Ce matin, le porte-parole du Kremlin, Dmitri Peskov, a confirmé que Moscou était bien informé de la proposition du Vatican d’accueillir des négociations. "Tout le monde est au courant de l'initiative du pape. Le Vatican a publié une déclaration correspondante. Bien entendu, la partie russe apprécie toute contribution. Cependant, aucun accord précis n'a été confirmé concernant le lieu des futures discussions", a-t-il assuré, rapporte l’agence de presse russe Tass. Une manière de temporiser.
Le président Vladimir Poutine avait rencontré à trois reprises le pape François au Vatican. La dernière audience avait eu lieu en 2019. Les premières années du pontificat de François avaient marqué un réchauffement historique des relations entre le patriarcat de Moscou et l’Église catholique. Le 12 février 2016, près de mille ans après le grand schisme de 1054, le Pape avait rencontré pour la première fois le patriarche orthodoxe de Moscou lors d’un déplacement à Cuba.
Mais la politique de rapprochement s’était interrompue avec l’invasion russe de l’Ukraine.
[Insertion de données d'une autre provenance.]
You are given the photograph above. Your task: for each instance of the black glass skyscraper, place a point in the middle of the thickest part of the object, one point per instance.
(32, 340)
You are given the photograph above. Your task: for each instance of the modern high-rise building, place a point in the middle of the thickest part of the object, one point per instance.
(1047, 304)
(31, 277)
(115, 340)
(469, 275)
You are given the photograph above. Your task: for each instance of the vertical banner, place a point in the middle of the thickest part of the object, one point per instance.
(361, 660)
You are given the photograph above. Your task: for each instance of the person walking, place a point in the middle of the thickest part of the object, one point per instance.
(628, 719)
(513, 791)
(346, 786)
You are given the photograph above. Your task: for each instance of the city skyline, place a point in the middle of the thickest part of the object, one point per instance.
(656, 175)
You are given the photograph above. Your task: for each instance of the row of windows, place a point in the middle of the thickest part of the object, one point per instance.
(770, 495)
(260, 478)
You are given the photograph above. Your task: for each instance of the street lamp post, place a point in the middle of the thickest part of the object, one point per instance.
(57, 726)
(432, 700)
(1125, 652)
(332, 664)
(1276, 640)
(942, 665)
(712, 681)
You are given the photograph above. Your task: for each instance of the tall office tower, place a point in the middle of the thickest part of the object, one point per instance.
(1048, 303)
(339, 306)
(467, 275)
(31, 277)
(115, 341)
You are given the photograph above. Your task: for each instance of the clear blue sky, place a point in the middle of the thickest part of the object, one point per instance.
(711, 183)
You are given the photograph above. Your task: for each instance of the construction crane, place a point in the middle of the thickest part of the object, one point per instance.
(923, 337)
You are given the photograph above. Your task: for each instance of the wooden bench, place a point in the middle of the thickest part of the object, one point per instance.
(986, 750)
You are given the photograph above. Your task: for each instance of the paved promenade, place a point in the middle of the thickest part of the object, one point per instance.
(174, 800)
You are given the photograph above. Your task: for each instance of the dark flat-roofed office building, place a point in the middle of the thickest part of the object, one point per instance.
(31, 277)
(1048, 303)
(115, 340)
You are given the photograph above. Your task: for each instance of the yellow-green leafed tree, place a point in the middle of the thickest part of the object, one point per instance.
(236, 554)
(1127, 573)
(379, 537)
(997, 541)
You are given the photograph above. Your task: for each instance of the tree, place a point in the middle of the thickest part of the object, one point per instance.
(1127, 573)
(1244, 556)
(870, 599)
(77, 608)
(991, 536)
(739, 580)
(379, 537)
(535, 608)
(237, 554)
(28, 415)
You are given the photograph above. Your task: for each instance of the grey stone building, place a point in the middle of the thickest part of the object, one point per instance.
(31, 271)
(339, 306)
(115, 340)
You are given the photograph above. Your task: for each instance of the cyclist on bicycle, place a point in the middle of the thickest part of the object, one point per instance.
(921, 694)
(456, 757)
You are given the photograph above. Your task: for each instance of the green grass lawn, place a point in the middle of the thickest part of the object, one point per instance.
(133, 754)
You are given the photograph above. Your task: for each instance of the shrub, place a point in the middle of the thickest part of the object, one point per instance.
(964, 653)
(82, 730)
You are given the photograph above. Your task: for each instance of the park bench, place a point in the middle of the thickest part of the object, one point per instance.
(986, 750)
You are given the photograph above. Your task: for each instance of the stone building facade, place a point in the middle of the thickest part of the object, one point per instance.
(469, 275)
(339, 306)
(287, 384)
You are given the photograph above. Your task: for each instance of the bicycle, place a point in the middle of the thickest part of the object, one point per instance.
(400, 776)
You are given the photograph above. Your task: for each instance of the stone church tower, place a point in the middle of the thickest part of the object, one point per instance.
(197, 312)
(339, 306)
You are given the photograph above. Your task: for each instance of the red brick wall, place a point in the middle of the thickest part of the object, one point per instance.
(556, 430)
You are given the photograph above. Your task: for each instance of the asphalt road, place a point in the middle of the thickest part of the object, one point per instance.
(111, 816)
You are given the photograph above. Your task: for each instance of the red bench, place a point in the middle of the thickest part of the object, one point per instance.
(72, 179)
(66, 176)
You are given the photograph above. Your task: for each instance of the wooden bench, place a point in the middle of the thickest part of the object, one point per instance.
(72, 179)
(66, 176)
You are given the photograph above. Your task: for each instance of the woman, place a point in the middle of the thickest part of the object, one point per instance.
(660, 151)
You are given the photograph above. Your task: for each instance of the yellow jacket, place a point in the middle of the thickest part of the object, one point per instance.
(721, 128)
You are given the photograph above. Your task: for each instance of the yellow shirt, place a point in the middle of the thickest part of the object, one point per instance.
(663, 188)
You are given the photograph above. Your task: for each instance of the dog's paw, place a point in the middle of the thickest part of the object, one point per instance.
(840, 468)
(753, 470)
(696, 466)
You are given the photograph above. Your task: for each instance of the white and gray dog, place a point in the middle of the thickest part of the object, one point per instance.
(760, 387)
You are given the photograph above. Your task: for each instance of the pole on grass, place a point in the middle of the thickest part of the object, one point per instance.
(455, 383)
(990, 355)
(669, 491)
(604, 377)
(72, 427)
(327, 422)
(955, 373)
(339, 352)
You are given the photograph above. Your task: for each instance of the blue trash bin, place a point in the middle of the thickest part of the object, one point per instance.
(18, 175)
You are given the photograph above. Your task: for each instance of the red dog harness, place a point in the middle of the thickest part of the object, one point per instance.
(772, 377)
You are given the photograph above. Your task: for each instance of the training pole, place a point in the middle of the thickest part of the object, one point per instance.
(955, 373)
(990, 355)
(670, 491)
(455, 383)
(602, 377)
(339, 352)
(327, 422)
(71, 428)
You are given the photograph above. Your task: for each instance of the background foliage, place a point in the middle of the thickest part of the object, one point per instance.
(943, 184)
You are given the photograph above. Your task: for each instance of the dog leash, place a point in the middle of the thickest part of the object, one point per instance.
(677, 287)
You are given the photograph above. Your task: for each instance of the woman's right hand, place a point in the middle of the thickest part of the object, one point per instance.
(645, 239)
Alors que le pape et le patriarche projetaient de se rencontrer à Jérusalem en juin 2022, les désaccords générés par la guerre en Ukraine avaient éclaté publiquement, le pape François demandant à Kirill de ne pas devenir "l’enfant de chœur de Poutine".
"Vladimir Poutine s’était rendu au Vatican à une période où les relations entre le Patriarcat de Moscou et Rome se réchauffaient", rappelle François Mabille. Pour réussir, la médiation diplomatique offerte par le Vatican devra sans doute s’accompagner aussi d’une reprise des relations au niveau œcuménique. La présence d'une délégation du Patriarcat de Moscou lors des funérailles de François et de la messe d'inauguration de Léon XIV a montré que des contacts se poursuivent malgré les tensions provoquées par la guerre en Ukraine.